Maybe I should have used a similar approach (trelliscope) to examen the various assessments in the previous questions.


More Involved/Open-ended Questions

1. Identify a metric that could be used to identify questions that are performing poorly, and consequently might need to be reviewed, changed, or removed.

  • Questions that render a nearly always incorrect answer, especially when the question difficulty is comparatively low. (Some questions are likely purposefully difficult so one expects those to rarely have a correct response.)
  • Questions that increase the RD metric substantially (though that may be a function of question order).
  • (thinking of a scatterplot comparing rd change due to that question vs current percentile of the user, meaning some identification of outliers occurring when rd change is high and negative and percentile was low)

2. Suppose an update to Python causes a question’s answer to change, but our question authors don’t notice, and the now-outdated question remains in the test. How might that scenario reveal itself in the data?

Hopefully it reveals itself as often rendering an incorrect response. That may not be true of more experienced or long-time users of that technology/language so one might need to account for that somehow. I noticed a link at the bottom of the page after the answer is revealed that provided an opportunity for a situation like this to be identified.

3. Given your response to number 2 in the Data Exploration Questions above, what is a method we could use to determine ideal points to stop a user’s assessment session (i.e. identify the right balance between certainty and burden on the user)?

You could compare the display_score (and ranking) to the changes/decreases in rd as you approach the rd threshold. Some rules or a model may be applied to allow you to occasionally shave off 3-5 questions per assessment if you sufficiently understood the relationship between display_score and rd at the late stage of the assessment.

I suppose you could try to account for the distribution/curve of previous assessments of that user. For example, if they have taken several assessments before the current assessment you may be able to predict/extrapolate the end score and ranking based on their position part way through the assessment.

Taking that a wild step further, why not treat each step of an assessment (for a giving topic) as a modeling and prediction opportunity by developing a deep learning model trained to the eventual outcome of the assessment. That way you could use the thousands (or millions) of assessments for that topic to generate a prediction such that you could stop the assessment once the prediction has reached a certain threshold of accuracy per the model. Just to be clear I am thinking of a different deep learning model (or potentially any predictive model) for each set of questions of a given topic in order. That wasn’t very clear so … one model based on five questions answered, then a model based on six questions answered, and so on.

4. How could we calculate the overall difficulty level of a particular topic? How might we then calculate a topic-level score for a single user?

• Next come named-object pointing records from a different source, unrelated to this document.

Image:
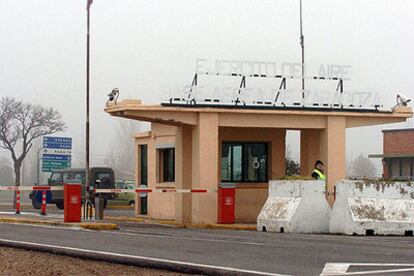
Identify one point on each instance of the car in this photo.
(125, 198)
(102, 176)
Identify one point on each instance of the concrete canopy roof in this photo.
(243, 117)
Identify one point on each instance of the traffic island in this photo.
(92, 225)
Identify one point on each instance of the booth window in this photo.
(244, 162)
(167, 162)
(143, 152)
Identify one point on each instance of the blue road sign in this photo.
(56, 153)
(57, 142)
(56, 157)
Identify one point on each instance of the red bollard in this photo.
(17, 202)
(43, 210)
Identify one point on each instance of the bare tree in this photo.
(362, 167)
(6, 172)
(292, 167)
(20, 124)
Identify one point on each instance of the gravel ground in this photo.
(23, 262)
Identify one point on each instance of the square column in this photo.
(309, 150)
(183, 172)
(332, 146)
(205, 157)
(278, 153)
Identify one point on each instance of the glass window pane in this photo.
(406, 168)
(226, 162)
(168, 165)
(255, 162)
(237, 163)
(395, 167)
(144, 164)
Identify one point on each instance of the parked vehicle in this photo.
(104, 177)
(125, 198)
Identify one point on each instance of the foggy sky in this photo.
(139, 46)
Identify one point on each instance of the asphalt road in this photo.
(253, 251)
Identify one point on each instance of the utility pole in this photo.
(302, 45)
(88, 8)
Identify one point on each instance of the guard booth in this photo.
(196, 147)
(200, 138)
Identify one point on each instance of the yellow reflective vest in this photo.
(320, 174)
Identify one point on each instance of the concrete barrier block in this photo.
(373, 208)
(295, 207)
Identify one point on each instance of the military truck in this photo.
(98, 176)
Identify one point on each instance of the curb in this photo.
(174, 223)
(83, 225)
(140, 261)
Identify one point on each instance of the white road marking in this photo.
(144, 258)
(342, 268)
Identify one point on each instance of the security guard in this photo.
(318, 173)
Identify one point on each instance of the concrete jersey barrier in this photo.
(295, 207)
(373, 208)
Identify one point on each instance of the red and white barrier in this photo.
(31, 188)
(44, 190)
(17, 202)
(140, 191)
(43, 209)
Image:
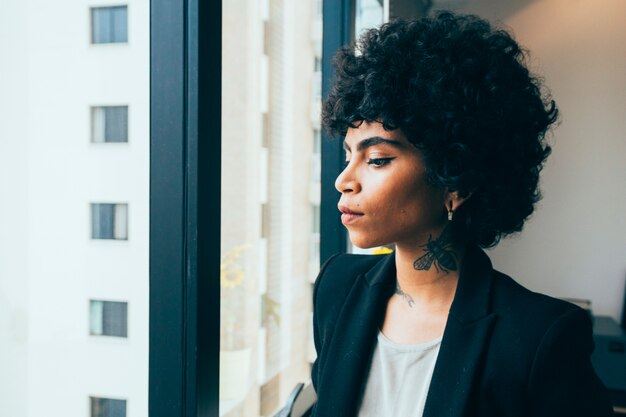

You may get close by determining what combination of topics tend to be taken by users. If a set of users are prone to take the same five topic assessments (and rarely other topics) then you could look to see if which topic was the most difficult to that group. As an example, business analysts may consistently take the data warehousing, data analytics/visualization, SQL, and Python assessments and often struggle score lower in the Python assessment.

I wonder if the frequency of the topic assessed is an indicator of the difficulty. Certainly the frequency relates to the popularity and the general demand/usefulness of the topic; as well as the newness of the topic (newer tools/tech/languages may be taken less frequently - following an adoption curve). Fortran or other older languages/technologies may be considered more difficult simply because less modern learning methods exist for them.

How is “difficult” defined here?